Residential mobility is no cure-all for poverty and racial segregation. Yet such mobility can still provide important benefits. In MTO, women reported markedly lower levels of psychological distress, and reported that they were more likely to report feeling “calm and peaceful” in psychological surveys. Families moving to low-poverty communities felt markedly safer at night. They were less likely to report that any household members had been crime victims within the past six months.
Which brings me, at last, to last week’s New England Journal of Medicine article, “Neighborhoods, Obesity, and Diabetes — A Randomized Social Experiment,” by Ludwig, Sanbonmatsu, Gennetian, et al. These researchers re-interviewed MTO families between 2008 and 2010, more than a decade after families had been randomly assigned to the different arms of the MTO intervention. (To grasp this study’s intricacy and care, you might scan the figure here which describes the many steps from initial randomization to the final data used in the present study.)
Researchers assessed adult women’s body mass index (BMI), and women’s glycated hemoglobin (HbA1c) levels. As shown here, women offered opportunities to move to low-poverty neighborhoods were significantly less likely to be morbidly obese (13% less likely to display BMI>35, and 19% less likely to display BMI> 40). Most striking, women offered opportunities to move to low-poverty neighborhoods were about twenty percent less likely to display glycated hemoglobin levels above 6.5%, a standard threshold for a clinical diagnosis of diabetes. Effects were greatest among women who spent the most time in low-poverty communities. (Women offered traditional unrestricted housing vouchers displayed about the same reductions in morbid obesity, though these effects were not statistically significant. No reduction was observed in the HbA1c measure.)
What accounts for these effects? Researchers found no systematic differences in access to routine medical care across the different treatment arms. Women who received help moving into low-poverty communities reported greater personal safety, and reported reduced symptoms of stress and depression. These benefits may have facilitated greater opportunities to exercise or to consume nutritious foods. Low-poverty neighborhoods may create a social environment that facilitates more beneficial health behaviors.
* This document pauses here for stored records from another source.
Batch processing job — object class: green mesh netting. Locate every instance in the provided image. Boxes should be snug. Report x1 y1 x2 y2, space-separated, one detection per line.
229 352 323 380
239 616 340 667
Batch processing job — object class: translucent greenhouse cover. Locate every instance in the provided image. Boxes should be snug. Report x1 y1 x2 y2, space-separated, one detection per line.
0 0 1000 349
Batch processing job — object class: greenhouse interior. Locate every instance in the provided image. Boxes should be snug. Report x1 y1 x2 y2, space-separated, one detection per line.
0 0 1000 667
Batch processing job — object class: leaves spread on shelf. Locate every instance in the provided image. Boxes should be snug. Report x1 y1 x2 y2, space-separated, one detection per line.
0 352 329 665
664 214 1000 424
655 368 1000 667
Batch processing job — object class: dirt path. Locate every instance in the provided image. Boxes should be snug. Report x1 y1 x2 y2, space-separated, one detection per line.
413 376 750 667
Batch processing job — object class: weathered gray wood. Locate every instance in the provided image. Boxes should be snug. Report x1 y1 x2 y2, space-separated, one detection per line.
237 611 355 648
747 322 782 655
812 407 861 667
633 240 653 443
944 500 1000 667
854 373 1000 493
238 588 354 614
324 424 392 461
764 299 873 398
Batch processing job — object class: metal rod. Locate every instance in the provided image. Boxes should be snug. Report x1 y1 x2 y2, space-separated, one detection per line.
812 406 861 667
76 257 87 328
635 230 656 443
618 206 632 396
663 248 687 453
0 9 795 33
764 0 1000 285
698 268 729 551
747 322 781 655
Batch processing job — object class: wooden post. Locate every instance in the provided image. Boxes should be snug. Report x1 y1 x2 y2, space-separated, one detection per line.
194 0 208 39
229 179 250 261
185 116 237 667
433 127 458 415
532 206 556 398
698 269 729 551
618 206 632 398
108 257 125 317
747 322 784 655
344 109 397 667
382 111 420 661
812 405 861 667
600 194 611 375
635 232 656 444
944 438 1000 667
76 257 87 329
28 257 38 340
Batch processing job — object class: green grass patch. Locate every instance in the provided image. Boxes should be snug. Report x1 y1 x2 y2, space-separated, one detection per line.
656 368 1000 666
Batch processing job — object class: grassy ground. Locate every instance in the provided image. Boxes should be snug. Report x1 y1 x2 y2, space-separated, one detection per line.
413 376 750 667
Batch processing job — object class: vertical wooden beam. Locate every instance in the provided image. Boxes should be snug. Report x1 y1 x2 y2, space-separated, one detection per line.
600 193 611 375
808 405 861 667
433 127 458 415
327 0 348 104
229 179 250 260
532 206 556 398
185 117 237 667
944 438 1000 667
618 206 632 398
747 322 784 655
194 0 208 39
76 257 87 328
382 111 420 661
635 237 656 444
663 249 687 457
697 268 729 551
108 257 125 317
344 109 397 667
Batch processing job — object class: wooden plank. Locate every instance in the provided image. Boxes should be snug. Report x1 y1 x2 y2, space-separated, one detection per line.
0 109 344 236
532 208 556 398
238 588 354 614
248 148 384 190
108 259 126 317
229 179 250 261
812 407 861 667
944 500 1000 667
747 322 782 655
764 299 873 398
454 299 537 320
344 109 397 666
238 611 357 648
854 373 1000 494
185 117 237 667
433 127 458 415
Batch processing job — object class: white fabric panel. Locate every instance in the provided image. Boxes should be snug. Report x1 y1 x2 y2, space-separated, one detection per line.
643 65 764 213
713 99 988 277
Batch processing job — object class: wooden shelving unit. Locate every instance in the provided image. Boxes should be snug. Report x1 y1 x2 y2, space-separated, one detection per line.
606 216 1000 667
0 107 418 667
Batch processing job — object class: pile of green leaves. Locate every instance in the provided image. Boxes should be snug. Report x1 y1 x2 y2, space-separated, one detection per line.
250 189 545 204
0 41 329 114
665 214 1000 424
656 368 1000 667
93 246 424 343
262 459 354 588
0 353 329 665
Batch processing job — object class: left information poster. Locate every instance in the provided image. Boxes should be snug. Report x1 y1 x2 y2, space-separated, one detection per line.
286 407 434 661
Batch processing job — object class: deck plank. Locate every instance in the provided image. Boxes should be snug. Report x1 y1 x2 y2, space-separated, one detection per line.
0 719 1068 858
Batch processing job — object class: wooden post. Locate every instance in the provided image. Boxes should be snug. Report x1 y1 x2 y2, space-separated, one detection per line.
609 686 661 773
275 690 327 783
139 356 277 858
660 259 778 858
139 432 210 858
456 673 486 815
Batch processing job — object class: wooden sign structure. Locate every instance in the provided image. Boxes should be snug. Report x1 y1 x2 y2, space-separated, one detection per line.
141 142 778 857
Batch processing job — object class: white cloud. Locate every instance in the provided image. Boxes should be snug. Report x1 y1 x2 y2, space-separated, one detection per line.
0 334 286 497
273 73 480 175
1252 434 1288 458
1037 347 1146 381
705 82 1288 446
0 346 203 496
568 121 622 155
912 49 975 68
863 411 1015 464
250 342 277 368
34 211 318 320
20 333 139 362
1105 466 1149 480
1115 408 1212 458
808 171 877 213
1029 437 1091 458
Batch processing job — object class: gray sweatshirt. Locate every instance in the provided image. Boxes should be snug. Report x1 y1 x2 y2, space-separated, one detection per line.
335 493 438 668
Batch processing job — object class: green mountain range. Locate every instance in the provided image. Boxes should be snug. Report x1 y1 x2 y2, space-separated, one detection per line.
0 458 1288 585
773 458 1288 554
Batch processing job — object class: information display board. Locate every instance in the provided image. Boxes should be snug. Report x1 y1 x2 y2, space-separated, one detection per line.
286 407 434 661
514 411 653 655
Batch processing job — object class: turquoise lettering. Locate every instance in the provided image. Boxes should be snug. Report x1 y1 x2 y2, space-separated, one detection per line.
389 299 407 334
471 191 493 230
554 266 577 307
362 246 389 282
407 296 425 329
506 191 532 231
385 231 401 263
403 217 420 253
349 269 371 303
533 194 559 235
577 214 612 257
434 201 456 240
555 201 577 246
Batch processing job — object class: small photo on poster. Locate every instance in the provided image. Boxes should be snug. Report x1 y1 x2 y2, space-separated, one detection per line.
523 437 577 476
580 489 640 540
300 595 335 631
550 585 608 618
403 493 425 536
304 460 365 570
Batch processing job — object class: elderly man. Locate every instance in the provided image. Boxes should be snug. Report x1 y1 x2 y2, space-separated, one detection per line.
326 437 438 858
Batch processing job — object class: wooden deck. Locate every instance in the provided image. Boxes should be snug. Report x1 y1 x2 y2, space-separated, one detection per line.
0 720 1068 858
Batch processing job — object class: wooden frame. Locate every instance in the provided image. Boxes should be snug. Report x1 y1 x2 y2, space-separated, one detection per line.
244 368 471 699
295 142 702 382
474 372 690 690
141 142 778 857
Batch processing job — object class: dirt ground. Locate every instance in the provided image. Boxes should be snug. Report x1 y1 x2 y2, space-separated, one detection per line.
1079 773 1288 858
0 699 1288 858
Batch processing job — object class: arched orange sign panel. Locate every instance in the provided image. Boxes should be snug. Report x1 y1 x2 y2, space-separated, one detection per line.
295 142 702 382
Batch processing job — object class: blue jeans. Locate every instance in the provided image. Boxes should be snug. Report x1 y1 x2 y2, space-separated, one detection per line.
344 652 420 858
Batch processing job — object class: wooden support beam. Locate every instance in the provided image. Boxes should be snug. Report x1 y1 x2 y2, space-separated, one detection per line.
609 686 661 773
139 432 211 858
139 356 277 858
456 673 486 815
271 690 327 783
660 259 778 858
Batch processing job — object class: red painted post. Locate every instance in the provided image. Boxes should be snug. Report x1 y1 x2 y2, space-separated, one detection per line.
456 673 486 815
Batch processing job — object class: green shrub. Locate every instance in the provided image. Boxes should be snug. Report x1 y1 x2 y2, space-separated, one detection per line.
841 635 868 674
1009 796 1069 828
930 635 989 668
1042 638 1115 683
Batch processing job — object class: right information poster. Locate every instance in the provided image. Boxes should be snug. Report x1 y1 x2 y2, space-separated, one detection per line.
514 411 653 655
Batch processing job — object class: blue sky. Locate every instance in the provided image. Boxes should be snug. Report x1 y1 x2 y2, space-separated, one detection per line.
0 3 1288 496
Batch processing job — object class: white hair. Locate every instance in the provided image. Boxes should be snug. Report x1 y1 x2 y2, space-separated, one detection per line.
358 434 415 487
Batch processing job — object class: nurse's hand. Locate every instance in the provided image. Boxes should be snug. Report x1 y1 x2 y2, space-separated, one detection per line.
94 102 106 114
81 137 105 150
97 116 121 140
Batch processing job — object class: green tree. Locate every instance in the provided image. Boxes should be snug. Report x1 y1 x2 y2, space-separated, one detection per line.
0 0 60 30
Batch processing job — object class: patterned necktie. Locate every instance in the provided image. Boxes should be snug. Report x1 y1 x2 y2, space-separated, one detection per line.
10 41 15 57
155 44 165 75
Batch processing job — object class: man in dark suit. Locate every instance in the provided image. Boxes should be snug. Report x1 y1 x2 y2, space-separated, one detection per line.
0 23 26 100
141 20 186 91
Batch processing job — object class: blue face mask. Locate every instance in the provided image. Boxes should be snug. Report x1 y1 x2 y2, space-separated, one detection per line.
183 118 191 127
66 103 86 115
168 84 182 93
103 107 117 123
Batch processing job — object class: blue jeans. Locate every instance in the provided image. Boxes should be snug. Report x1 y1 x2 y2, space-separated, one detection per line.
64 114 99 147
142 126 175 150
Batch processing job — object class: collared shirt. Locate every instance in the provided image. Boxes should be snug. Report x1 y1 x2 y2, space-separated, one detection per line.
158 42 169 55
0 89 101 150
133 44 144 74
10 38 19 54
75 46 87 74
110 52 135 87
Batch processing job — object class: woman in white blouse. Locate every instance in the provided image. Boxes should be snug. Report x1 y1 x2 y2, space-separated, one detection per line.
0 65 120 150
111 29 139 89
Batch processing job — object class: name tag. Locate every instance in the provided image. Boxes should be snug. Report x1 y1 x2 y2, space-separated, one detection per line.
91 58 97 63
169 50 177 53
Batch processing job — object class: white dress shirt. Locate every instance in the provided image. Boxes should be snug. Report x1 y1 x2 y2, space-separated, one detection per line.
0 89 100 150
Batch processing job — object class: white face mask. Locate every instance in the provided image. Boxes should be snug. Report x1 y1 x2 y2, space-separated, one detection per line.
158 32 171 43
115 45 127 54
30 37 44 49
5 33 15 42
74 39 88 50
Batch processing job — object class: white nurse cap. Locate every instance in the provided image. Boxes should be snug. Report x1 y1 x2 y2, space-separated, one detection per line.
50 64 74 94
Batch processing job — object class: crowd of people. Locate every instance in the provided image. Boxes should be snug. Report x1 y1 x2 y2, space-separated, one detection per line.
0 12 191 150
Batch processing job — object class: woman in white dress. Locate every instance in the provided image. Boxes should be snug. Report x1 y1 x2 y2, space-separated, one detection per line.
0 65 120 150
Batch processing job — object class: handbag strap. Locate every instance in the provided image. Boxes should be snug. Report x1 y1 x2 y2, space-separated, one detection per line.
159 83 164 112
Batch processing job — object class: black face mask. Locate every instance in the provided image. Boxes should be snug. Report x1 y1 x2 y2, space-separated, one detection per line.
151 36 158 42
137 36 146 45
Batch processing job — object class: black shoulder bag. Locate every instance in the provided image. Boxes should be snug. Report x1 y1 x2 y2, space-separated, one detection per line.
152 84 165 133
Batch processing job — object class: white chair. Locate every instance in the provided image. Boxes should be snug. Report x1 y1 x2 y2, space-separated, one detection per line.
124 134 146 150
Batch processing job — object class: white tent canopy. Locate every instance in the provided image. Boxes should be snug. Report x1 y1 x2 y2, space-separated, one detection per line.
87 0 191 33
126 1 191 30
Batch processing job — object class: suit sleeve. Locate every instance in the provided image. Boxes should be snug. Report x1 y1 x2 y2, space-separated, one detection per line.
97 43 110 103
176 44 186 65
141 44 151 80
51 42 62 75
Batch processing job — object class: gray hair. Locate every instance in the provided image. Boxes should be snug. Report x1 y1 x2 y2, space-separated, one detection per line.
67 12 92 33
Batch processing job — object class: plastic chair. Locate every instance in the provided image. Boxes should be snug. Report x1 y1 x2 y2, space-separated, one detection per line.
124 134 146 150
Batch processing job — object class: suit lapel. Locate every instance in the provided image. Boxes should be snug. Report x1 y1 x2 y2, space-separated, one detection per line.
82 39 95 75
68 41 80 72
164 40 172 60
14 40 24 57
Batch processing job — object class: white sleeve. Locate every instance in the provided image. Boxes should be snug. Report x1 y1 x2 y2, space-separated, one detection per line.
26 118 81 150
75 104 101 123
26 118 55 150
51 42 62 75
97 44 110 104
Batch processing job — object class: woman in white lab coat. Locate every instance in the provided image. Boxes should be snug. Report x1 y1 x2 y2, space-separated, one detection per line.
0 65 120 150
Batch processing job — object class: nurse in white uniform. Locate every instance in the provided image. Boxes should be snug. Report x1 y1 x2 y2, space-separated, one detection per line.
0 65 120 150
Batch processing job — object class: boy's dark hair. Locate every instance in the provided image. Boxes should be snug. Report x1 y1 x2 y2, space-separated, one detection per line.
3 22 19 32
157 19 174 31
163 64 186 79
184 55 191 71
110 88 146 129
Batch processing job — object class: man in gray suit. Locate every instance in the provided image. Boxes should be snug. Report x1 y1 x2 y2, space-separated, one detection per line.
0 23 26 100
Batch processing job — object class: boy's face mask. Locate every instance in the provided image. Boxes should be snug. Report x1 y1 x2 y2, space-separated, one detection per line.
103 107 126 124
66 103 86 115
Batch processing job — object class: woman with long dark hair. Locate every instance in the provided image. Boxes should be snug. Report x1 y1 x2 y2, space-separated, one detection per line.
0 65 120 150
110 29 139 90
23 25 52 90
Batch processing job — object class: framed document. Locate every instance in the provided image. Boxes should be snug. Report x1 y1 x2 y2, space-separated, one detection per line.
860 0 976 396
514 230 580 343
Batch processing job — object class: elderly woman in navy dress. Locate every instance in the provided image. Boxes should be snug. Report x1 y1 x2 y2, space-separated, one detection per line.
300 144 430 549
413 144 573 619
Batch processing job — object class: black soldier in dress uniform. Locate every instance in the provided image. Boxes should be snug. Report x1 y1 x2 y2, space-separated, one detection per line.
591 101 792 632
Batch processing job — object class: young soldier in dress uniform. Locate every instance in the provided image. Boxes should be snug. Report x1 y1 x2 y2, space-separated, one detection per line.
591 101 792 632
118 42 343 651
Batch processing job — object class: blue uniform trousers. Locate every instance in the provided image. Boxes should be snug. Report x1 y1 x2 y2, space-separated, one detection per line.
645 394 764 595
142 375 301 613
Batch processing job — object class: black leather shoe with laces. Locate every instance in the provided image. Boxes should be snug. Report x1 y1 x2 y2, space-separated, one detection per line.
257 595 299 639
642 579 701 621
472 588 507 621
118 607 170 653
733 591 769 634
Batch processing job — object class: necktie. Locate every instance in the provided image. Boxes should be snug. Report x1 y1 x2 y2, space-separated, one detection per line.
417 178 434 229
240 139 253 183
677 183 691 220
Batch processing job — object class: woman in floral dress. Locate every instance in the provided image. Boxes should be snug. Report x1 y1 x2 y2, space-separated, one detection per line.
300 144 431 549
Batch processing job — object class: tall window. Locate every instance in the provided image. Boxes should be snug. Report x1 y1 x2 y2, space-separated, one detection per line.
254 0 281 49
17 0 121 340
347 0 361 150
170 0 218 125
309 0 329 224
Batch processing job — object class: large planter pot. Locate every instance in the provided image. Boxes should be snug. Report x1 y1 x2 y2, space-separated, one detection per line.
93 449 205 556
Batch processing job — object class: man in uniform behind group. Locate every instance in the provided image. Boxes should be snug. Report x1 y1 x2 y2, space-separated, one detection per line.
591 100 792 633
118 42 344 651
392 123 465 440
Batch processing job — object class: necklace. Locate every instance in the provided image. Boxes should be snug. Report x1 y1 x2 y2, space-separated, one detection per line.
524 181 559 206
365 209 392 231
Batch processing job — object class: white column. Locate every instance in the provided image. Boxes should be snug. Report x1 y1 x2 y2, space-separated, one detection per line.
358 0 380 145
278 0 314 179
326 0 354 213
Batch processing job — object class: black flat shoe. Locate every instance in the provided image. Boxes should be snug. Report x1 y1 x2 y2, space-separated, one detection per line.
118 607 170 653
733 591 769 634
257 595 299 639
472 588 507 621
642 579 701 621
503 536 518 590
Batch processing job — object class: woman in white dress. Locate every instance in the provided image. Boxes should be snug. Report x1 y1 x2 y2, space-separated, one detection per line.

Which of these explanations most mattered? It’s really hard to say. That kind of causal uncertainty is pretty common in empirical research. Many randomized trials convincingly demonstrate that a particular medical or policy intervention made a difference without showing exactly why that intervention worked. That’s frustrating. Yet it gives a terrific starting point for future work.
Over the years, MTO’s mixed findings have disappointed some researchers and policymakers who hoped to find stronger results. This New England Journal study should temper this sense of disappointment. We really can help low-income families by assisting their efforts to move into more prosperous and safer communities.